In the year 2023, no one expects Republicans to have a reasonable take on gun violence (like that it’s a problem), or to do something about it (like pass meaningful gun control legislation). Still, you might think that conservatives wouldn’t be so thoroughly detached from reality that they would approve of—nay, fight for the rights of—small children being able to openly carry firearms in public places. Because that would just be, to use an official legislative term, f--king insane. Can you guess where we’re going with this?
In a turn of events that absolutely defies logic, the Republican-controlled Missouri House of Representatives voted on Wednesday to
reject an amendment that would have banned minors from being allowed to openly carry guns on public land without adult supervision. Which, thanks to a 2017 law, they are currently free to do. (That law, which was vetoed by then governor
Jay Nixon and overridden by the Missouri House, also
allows Missouri residents to carry a concealed weapon without a permit, safety training, or criminal-background check. As Sgt.
Charles Wall, spokesman for the St. Louis Metropolitan Police Department,
told the
St. Louis Post-Dispatch, “under current state law, there is no minimum age to lawfully possess a firearm.”) To be clear: The proposal rejected this week was not seeking to ban minors from openly carrying weapons on public land, period, but simply from doing so without an adult supervising them. But apparently even that was too much for the state’s conservatives, who quite literally believe it’s fine for actual kids to walk down the street carrying guns. The proposal was defeated by 104-39, with just a single Republican voting in favor of the ban.
State representative
Donna Baringer, a Democrat who represents St. Louis, said she decided to sponsor the amendment after police in her district asked for stronger regulations to stop “14-year-olds walking down the middle of the street in the city of St. Louis carrying AR-15s.” With the proposal officially blocked, said 14-year-olds, and kids half their age and younger, “have been emboldened [to carry AR-15s], and they are walking around with them,” she said. Representative
Lane Roberts, apparently the only Republican with any sense in the Missouri House of Representatives, had
said prior to the vote: “This is about people who don’t have the life experience to make a decision about the consequences of having that gun in their possession. Why is an 8-year-old carrying a sidearm in the street?”
A great question! And one that his fellow GOP lawmakers obviously did not have any good answers for because if you’re a sane person, there is none. In a ridiculous attempt to justify that scenario, Republican state representative
Bill Hardwick argued that he “just [has] a different approach for addressing public safety that doesn’t deprive people, who have done nothing to any other person, who will commit no violence, from their freedom.” As a reminder the people Hardwick is arguing must have the freedom to carry firearms on their person, are children, some of whom cannot even buy a ticket for a PG-13 movie.
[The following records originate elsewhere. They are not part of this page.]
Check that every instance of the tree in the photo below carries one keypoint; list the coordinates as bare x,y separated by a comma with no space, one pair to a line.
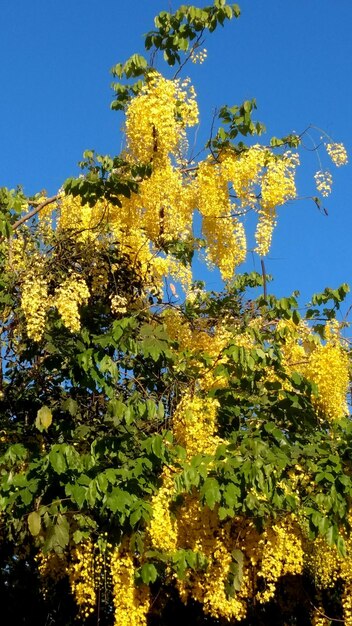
160,460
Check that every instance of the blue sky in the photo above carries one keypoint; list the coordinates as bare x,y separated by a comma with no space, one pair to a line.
295,58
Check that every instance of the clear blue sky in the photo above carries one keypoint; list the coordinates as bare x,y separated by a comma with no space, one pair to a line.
295,58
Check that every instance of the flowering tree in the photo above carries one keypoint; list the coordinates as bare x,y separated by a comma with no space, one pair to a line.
164,460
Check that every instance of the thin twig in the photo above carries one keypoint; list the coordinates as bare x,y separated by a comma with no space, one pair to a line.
264,279
36,210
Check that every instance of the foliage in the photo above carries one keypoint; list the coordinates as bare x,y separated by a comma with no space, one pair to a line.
164,459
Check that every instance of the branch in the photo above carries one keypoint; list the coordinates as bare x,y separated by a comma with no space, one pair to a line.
36,210
264,278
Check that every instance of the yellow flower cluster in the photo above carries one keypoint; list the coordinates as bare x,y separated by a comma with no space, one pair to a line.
166,204
337,153
224,234
328,367
264,231
69,296
280,552
199,530
35,304
200,56
278,186
244,173
278,183
83,220
156,118
163,526
131,603
81,577
323,181
194,422
51,567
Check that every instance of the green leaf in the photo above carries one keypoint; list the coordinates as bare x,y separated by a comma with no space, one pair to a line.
210,492
57,460
44,418
149,573
34,523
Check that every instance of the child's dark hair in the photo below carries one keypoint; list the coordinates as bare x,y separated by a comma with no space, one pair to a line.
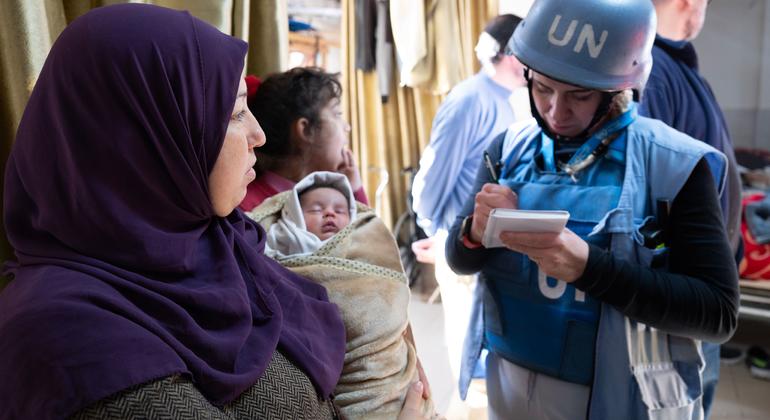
282,98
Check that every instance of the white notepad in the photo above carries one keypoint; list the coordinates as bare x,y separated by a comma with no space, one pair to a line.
509,220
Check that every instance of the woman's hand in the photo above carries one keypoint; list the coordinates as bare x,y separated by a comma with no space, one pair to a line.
490,197
562,256
425,250
349,168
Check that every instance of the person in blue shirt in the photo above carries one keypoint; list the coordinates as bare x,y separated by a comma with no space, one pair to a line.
474,112
605,318
680,96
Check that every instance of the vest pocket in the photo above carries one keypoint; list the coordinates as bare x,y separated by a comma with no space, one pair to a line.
666,393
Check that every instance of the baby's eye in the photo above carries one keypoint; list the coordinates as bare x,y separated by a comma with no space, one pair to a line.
240,116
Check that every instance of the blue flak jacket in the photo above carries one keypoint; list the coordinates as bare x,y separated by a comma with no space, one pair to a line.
636,372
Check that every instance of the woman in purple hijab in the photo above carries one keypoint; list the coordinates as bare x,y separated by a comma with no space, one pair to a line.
138,290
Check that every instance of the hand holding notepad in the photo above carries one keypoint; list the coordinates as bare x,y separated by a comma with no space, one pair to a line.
511,220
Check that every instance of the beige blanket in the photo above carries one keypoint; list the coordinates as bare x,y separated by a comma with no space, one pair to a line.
362,272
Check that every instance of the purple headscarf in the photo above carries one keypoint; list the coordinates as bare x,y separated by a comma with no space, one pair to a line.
124,273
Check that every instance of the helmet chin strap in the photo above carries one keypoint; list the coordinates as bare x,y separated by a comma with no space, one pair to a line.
601,112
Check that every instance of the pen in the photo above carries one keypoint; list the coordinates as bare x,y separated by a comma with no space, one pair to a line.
491,167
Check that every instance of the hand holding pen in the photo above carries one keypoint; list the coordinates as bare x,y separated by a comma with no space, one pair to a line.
492,168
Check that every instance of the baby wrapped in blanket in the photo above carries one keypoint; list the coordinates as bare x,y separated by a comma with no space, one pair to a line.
319,231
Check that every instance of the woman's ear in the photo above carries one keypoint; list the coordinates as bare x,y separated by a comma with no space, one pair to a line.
301,130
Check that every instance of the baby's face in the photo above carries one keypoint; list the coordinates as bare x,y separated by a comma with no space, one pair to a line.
326,211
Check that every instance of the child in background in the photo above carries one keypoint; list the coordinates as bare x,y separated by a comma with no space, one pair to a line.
319,231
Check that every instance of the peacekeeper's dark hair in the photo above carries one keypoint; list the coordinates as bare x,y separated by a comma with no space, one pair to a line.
282,98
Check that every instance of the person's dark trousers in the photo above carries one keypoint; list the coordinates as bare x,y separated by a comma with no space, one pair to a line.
710,375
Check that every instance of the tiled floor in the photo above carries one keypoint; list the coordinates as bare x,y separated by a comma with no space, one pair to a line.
739,395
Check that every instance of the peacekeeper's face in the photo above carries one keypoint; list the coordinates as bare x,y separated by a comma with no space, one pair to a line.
567,109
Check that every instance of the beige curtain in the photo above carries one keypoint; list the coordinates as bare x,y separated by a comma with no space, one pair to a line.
389,137
29,28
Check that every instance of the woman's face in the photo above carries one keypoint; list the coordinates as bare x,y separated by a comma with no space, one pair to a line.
329,138
233,170
567,109
325,210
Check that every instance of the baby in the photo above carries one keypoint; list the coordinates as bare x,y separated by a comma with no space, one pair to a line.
326,211
319,231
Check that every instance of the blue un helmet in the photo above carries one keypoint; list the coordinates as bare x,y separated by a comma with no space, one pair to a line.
600,44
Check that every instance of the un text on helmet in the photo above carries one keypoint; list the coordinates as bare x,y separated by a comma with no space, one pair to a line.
585,38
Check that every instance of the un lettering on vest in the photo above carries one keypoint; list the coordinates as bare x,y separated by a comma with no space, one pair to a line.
557,291
586,37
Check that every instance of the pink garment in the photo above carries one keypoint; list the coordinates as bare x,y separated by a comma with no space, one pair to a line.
269,184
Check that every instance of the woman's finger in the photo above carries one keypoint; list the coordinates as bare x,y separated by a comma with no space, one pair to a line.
413,403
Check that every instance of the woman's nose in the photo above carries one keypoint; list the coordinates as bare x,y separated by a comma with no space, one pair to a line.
256,135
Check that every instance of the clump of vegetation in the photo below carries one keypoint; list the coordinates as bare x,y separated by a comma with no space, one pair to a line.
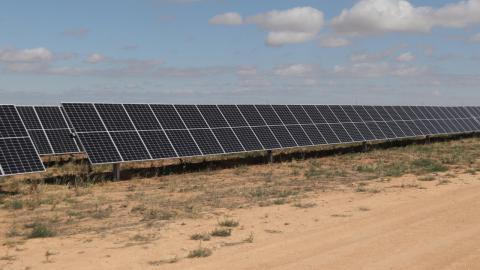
200,236
426,165
200,252
228,223
305,205
41,230
427,178
221,232
100,213
366,168
15,204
In a bit of equally absurd “logic,” state representative
Tony Lovasco told
The Washington Post: “Government should prohibit acts that directly cause measurable harm to others, not activities we simply suspect might escalate. Few would support banning unaccompanied kids in public places, yet one could argue such a bad policy might be effective.” Right, yes, except one small thing: A kid hanging out in public without an adult is a much smaller risk to themself and others than a kid hanging out in public without an adult
and carrying a gun. Someone—not us of course, definitely not us, but
someone—might suggest this is the argument of a total moron.
Of course, all of this is happening less than a month after news of a Virginia
six-year-old shooting their teacher and a
viral surveillance video from Indiana that captured a diaper-wearing toddler carrying a handgun and firing it.
Meanwhile, as state representative
Peter Merideth noted, conservative lawmakers in the state who think kids bearing arms is fine and dandy, are currently trying to pass a bill that would make drag performances on public property or seen by minors class A misdemeanors. “Kids carrying guns on the street or in a park is a matter of individual freedom and personal responsibility. Kids seeing a drag queen read a children’s book or sing a song is a danger the government must ban,” Merideth
tweeted. “Do I have that right MO GOP?”